Revolutionizing Time Measurement
The development of next-generation atomic clocks represents a significant leap forward in timekeeping technology. Optical atomic clocks, if kept stable, could discern finer intervals of time, a capability that could have far-reaching implications for various scientific fields. The MIT team discovered that an effect of a clock’s laser on the atoms, previously considered irrelevant, can be leveraged to further stabilize the laser.
The researchers developed a method to harness a laser-induced “global phase” in ytterbium atoms and have boosted this effect with a quantum-amplification technique. This new approach, detailed in a study published in the journal Nature, could enable portable optical atomic clocks that can be transported to various locations to measure a range of phenomena.
“With these clocks, people are trying to detect dark matter and dark energy, and test whether there really are just four fundamental forces, and even to see if these clocks can predict earthquakes,” says study author Vladan Vuletić, the Lester Wolfe Professor of Physics at MIT.
Quantum Entanglement and Time Reversal
In 2020, Vuletić and his colleagues demonstrated that an atomic clock could be made more precise by quantumly entangling the clock’s atoms. Quantum entanglement is a phenomenon by which particles can be made to behave in a collective, highly correlated manner. This technique redistributes noise or uncertainty in measuring the atoms’ oscillations, resulting in a clearer, more measurable “tick.”
Previously, the team was limited by the ticking instability of the clock’s laser. In 2022, they derived a way to amplify the difference in laser versus atom tick rates with “time reversal,” a method that relies on entangling and de-entangling the atoms to boost the signal acquired in between. However, this was still done using traditional microwaves, which oscillate at much lower frequencies than the optical standards ytterbium atoms can provide.
“When you have atoms that tick 100 trillion times per second, that’s 10,000 times faster than the frequency of microwaves,” Vuletić explains.
Harnessing the Global Phase
In their new study, the MIT team has applied their time reversal approach to optical atomic clocks. They discovered that when light is sent through entangled atoms, the interaction can cause the atoms to jump in energy, then settle back to their original state while retaining memory of their round trip. This global phase, previously considered irrelevant, contains crucial information about the laser frequency.
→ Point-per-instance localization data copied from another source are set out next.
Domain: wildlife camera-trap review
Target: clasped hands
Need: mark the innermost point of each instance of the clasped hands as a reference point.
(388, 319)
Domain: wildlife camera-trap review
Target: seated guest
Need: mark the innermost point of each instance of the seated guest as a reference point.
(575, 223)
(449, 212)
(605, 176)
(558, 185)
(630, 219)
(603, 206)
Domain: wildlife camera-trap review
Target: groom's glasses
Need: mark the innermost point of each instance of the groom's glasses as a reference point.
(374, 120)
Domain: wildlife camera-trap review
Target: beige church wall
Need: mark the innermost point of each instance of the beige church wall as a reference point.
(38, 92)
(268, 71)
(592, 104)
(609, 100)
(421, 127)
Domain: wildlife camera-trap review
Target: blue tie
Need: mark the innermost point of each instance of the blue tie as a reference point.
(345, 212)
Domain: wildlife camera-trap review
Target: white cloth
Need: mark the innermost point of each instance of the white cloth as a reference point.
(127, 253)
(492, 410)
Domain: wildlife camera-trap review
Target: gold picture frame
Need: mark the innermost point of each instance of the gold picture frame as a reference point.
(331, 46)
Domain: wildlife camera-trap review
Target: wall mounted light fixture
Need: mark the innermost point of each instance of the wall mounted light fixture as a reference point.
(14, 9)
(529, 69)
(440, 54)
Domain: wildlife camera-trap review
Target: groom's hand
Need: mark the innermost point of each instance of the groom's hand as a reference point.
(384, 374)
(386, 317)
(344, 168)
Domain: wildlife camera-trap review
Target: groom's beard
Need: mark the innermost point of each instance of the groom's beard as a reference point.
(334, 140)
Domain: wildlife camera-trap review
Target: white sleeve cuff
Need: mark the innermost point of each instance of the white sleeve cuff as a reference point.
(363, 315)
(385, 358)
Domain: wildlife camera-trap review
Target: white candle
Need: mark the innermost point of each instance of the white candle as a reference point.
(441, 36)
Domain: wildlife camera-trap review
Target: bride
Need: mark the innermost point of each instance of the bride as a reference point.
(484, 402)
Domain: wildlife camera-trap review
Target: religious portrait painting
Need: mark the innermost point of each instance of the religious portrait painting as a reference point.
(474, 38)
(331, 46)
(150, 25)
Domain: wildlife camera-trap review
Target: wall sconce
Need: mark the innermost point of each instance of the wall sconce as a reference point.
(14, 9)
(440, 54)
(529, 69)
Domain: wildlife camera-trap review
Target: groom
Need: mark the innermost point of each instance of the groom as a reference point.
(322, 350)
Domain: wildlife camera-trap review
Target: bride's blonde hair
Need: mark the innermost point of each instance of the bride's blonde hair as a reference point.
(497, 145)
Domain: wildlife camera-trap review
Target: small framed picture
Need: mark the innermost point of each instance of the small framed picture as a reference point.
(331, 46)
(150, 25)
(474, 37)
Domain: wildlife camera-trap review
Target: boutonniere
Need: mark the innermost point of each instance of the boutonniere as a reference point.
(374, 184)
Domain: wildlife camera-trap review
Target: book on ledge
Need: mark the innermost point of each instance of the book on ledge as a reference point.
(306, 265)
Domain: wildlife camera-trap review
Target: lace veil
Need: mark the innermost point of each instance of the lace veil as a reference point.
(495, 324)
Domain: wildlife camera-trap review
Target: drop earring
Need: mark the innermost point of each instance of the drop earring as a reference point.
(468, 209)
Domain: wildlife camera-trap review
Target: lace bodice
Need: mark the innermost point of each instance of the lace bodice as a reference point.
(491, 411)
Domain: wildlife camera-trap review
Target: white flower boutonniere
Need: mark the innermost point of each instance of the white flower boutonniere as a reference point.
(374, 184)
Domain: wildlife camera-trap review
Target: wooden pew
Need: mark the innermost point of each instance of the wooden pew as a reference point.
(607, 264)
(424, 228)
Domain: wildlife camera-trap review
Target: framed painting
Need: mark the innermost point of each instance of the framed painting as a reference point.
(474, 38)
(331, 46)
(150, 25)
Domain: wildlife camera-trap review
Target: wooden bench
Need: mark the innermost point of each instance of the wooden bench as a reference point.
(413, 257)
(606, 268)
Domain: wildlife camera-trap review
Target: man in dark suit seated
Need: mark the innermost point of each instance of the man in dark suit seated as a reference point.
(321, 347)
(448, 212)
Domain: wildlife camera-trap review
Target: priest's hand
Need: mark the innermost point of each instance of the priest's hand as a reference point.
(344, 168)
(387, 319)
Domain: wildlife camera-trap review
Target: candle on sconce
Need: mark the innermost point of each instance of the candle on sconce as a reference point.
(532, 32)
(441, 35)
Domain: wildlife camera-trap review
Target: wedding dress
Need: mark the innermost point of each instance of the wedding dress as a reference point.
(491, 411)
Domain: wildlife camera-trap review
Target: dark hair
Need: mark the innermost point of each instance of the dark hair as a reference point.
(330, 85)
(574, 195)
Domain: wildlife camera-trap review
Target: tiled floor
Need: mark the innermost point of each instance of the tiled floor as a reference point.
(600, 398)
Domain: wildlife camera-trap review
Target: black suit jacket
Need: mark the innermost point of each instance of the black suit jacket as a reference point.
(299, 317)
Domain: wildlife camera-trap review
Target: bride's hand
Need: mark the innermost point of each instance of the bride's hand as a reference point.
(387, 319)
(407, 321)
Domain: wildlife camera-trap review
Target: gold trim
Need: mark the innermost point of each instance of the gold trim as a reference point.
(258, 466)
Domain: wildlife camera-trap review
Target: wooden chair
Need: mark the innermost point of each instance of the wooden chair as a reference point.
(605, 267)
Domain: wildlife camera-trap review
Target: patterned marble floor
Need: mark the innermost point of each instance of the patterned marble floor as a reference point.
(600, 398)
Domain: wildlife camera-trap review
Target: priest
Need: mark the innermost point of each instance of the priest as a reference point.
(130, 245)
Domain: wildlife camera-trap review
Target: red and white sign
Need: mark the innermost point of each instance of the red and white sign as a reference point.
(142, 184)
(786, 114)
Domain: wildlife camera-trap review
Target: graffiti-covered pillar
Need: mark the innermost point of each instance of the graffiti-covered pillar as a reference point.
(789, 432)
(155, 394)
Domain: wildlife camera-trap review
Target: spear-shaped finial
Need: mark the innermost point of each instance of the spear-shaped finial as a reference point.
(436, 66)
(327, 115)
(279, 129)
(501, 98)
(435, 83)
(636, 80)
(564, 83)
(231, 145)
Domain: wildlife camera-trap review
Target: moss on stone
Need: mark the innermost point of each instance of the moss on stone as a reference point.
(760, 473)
By amplifying this difference above quantum noise, the team doubled the precision of their optical atomic clock. This advancement could make it easier to run atomic clocks and enable stable, transportable versions for broader scientific use.
“We saw that we can now resolve nearly twice as small a difference in the optical frequency or, the clock ticking frequency, without running into the quantum noise limit,” says first author Leon Zaporski.
Implications and Future Prospects
This breakthrough in optical atomic clock precision has been supported by several U.S. agencies, including the Office of Naval Research, the National Science Foundation, and the Department of Energy. The enhanced precision and portability of these clocks could revolutionize fields such as fundamental physics, geophysics, and cosmology.
As the technology continues to advance, the potential applications are vast. From detecting dark matter to improving global positioning systems, the implications of this research extend far beyond mere timekeeping. The team at MIT envisions a future where atomic clocks are not only more precise but also more accessible, paving the way for new discoveries and innovations.